4
Bella berdiri di taman yang indah, penuh bunga warna-warni yang berayun lembut ditiup angin. Ia merasa kecil, seperti anak-anak lagi. Di hadapannya, ayahnya sedang tersenyum hangat, membungkuk untuk menggendongnya.
"Yuk, main, Nak," kata laki-laki itu, suaranya penuh kasih sayang.
Bella kecil mengangguk antusias, tertawa riang ketika tubuhnya terangkat ke udara. Ayahnya memutarnya perlahan, membuat Bella merasa seolah sedang terbang. Mereka tertawa bersama, menikmati momen kebahagiaan yang terasa begitu nyata.
Namun, kebahagiaan itu terhenti tiba-tiba ketika seorang wanita asing muncul dari kejauhan, menggandeng seorang anak kecil. Wanita itu cantik, rambutnya tergerai sempurna, dengan senyuman yang memikat.
“Mas, sini!” panggil wanita itu sambil melambai.
Ayah Bella berhenti bermain dan menurunkan Bella dari gendongannya.
“Papa mau ke sana dulu, ya,” ucapnya singkat.
"Tapi, Pa, jangan pergi!" Bella memanggilnya sambil meraih tangan ayahnya, tapi laki-laki itu melepaskan genggamannya tanpa ragu.
Ia berjalan menjauh bersama wanita dan anak kecil itu, meninggalkan Bella sendirian.

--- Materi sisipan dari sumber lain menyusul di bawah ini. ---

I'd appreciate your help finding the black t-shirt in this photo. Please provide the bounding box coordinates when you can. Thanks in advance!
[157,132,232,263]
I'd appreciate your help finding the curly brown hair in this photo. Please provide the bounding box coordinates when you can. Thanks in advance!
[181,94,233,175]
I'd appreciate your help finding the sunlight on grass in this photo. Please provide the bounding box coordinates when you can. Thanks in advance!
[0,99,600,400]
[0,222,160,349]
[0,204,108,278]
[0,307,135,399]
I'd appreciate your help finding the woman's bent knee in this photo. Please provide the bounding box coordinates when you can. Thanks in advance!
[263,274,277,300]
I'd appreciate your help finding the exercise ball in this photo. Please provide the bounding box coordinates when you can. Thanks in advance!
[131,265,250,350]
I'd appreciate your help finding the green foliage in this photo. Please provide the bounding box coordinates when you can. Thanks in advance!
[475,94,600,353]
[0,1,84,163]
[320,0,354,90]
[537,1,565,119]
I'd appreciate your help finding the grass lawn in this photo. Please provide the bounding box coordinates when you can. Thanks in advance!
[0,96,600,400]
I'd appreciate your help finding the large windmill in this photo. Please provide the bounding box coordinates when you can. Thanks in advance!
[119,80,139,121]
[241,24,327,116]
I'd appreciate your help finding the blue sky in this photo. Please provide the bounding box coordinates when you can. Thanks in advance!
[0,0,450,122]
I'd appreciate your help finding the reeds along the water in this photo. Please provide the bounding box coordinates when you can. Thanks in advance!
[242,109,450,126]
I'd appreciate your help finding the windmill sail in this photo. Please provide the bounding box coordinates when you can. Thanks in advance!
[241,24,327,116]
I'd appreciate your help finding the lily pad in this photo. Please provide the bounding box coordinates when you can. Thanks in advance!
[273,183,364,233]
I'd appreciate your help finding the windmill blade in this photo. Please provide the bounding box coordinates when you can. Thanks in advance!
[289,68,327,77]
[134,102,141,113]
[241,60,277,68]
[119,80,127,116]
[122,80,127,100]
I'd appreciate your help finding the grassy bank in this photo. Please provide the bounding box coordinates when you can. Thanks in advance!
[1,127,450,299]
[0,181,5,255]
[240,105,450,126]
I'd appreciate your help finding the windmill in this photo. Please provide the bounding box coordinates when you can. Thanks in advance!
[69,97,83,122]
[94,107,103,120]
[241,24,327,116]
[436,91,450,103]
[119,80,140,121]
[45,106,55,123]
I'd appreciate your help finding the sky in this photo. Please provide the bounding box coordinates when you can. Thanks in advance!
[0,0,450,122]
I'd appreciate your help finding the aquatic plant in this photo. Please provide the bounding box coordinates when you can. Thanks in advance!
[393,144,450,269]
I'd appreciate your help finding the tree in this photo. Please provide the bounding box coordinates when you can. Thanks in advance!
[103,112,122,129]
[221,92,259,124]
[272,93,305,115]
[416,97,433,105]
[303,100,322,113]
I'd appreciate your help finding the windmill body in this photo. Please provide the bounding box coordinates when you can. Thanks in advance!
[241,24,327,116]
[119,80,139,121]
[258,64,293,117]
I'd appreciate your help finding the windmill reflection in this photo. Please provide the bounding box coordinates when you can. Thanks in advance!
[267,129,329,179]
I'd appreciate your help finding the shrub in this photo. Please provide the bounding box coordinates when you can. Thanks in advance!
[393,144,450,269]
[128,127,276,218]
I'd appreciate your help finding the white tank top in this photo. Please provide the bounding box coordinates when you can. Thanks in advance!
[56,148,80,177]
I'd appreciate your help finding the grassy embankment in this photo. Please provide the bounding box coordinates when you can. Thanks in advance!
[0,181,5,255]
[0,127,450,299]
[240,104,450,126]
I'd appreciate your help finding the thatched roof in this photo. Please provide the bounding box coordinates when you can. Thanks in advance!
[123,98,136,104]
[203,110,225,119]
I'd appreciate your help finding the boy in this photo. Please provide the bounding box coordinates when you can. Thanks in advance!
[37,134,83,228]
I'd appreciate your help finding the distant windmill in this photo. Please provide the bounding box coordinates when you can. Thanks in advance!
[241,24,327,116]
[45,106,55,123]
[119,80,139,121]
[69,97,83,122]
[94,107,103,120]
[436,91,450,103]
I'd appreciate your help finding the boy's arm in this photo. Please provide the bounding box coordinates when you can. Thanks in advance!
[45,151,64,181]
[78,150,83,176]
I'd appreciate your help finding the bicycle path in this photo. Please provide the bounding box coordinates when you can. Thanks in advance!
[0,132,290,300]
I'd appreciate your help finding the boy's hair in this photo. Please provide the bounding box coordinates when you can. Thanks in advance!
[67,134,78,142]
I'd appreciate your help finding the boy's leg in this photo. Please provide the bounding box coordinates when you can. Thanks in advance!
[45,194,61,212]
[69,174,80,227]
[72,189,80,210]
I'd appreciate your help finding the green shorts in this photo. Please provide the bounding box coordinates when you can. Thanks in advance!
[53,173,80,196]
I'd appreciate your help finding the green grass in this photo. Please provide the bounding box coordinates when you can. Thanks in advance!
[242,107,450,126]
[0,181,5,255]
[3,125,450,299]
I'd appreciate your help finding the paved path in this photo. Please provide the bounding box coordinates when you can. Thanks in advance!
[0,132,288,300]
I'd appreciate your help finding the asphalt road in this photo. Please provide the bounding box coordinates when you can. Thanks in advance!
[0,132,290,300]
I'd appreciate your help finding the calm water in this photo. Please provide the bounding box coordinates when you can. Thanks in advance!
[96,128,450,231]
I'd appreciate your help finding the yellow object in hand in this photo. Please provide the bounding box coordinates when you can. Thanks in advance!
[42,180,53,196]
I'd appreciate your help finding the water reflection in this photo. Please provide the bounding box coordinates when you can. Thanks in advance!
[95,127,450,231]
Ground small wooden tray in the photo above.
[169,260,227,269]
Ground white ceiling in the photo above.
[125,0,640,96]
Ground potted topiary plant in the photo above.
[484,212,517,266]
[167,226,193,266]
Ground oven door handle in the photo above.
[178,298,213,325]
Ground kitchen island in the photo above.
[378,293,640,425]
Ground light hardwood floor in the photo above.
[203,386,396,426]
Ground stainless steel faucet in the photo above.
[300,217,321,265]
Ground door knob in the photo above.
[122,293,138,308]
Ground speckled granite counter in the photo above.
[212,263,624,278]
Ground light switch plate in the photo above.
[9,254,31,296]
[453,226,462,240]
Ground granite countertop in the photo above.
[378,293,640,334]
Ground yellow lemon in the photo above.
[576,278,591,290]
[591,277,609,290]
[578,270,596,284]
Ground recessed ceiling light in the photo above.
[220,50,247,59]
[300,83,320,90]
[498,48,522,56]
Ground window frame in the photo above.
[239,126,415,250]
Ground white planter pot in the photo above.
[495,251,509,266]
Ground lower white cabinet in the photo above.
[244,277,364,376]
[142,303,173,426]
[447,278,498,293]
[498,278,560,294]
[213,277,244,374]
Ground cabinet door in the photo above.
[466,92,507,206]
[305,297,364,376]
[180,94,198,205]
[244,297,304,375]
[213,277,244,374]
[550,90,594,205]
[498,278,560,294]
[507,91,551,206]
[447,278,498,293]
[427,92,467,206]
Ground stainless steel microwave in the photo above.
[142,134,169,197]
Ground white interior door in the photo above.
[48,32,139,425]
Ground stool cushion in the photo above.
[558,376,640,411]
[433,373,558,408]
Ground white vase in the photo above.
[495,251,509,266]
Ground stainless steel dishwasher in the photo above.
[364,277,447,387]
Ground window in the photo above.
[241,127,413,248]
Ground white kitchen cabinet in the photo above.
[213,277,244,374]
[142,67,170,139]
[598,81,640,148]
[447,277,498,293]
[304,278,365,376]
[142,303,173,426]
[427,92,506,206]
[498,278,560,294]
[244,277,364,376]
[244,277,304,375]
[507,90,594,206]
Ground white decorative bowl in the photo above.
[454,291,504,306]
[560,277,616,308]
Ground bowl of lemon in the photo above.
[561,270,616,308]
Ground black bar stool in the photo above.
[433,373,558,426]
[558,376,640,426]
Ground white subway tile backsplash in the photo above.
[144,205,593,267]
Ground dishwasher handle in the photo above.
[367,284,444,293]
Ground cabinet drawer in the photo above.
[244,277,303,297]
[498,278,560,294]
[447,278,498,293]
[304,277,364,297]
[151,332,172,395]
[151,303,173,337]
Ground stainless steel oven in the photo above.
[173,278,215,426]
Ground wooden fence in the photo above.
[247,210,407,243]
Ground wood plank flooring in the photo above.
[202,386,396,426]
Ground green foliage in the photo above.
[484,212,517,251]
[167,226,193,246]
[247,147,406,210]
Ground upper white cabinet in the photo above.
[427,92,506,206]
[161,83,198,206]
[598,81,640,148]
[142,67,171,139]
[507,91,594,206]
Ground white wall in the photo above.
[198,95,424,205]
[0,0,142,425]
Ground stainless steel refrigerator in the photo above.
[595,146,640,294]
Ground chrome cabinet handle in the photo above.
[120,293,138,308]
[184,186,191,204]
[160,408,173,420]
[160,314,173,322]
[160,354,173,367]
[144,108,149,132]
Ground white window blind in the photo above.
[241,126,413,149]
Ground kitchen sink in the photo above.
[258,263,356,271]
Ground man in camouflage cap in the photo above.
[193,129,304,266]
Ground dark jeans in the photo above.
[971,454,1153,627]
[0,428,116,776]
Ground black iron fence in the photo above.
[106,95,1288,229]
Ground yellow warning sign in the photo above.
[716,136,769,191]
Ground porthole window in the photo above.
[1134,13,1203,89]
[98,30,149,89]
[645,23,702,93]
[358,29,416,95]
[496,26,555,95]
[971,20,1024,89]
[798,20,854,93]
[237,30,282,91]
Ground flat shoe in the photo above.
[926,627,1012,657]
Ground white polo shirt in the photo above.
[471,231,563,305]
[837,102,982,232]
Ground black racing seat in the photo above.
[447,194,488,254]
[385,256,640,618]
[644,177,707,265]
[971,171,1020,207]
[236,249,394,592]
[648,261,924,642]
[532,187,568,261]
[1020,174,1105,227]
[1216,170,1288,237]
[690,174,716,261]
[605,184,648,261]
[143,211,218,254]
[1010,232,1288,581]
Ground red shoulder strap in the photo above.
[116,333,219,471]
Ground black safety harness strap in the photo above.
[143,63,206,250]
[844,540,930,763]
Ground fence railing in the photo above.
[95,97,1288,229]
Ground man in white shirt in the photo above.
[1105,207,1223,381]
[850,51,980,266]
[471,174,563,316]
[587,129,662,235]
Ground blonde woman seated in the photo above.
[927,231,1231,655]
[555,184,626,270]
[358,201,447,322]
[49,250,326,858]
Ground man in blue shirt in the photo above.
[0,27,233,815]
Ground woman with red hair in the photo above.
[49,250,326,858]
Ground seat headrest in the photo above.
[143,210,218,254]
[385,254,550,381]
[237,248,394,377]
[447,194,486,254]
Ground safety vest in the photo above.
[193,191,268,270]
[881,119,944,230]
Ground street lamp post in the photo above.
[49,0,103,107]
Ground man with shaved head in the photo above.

“Papa! Jangan pergi! Jangan tinggalin Bella!” teriak Bella kecil sambil menangis, namun tak ada jawaban. Ayahnya bahkan tidak menoleh.
***
Bella terbangun dengan napas tersengal, tubuhnya basah oleh keringat. Dadanya terasa sesak, seperti ada batu besar yang menindih. Ia menyeka wajahnya, menemukan air mata yang mengalir tanpa sadar.
“Lagi-lagi mimpi sialan itu,” gumamnya, frustrasi. Ia menyandarkan tubuhnya ke kepala tempat tidur, menatap langit-langit kamarnya yang gelap.
Sudah berulang kali ia bermimpi tentang ayahnya, tentang pengkhianatan yang terus membayangi pikirannya. Sejak kecil, Bella tahu ayahnya lebih memilih pergi bersama wanita lain, meninggalkan keluarga mereka dalam kehancuran. Bayangan itu tak pernah benar-benar hilang, meskipun ia mencoba melupakannya.
Ponselnya berbunyi, memecah keheningan malam. Sebuah pesan dari grup WhatsApp keluarga muncul: "Arisan keluarga bulan ini: Minggu depan, tanggal 25."
Bella memutar bola matanya dengan kesal. Ia membenci acara itu, terutama karena Budhe Endang yang selalu menjadi sumber kekesalan. Wanita paruh baya itu selalu menanyakan hal yang sama setiap kali mereka bertemu.
“Kapan nikah, Bella? Jangan pilih-pilih, nanti keburu tua!” Budhe Endang pasti akan berkata begitu.
Jika bukan itu, Budhe akan sibuk mengenalkan lelaki yang katanya calon suami ideal, tapi kenyataannya selalu toksik. Pernah sekali, Bella mencoba mengikuti saran Budhe dan bertemu seorang lelaki yang tampaknya sempurna. Namun di balik senyum manisnya, lelaki itu adalah manipulator yang suka mengontrol.
Bella tahu, dia bukan tidak laku. Parasnya yang cantik membuat banyak lelaki mendekatinya, tapi ia tidak pernah bisa benar-benar percaya. Di benaknya, selalu muncul pertanyaan yang sama: Apakah dia akan setia? Atau akan meninggalkanku seperti Ayah?
Sebuah notifikasi lain muncul di ponselnya. Pesan dari Reno, sepupunya. "Bella, bantu aku jadi konsultan produk skincare, dong. Minggu depan launching di Bali."
Bella membaca pesan itu sekali lagi, memastikan tanggalnya. Ia tersenyum tipis, menyadari sesuatu.
"Syukurlah, ada alasan buat nggak datang ke arisan," gumamnya.
Tanpa banyak pikir, Bella membalas pesan Reno
Bella_
Oke, aku ikut.
Meskipun ia tak terlalu tertarik pada proyek Reno, pergi ke Bali jauh lebih baik daripada menghadapi interogasi keluarga. Setidaknya, ia bisa kabur dari bayang-bayang Budhe Endang—dan kenangan pahit tentang ayahnya.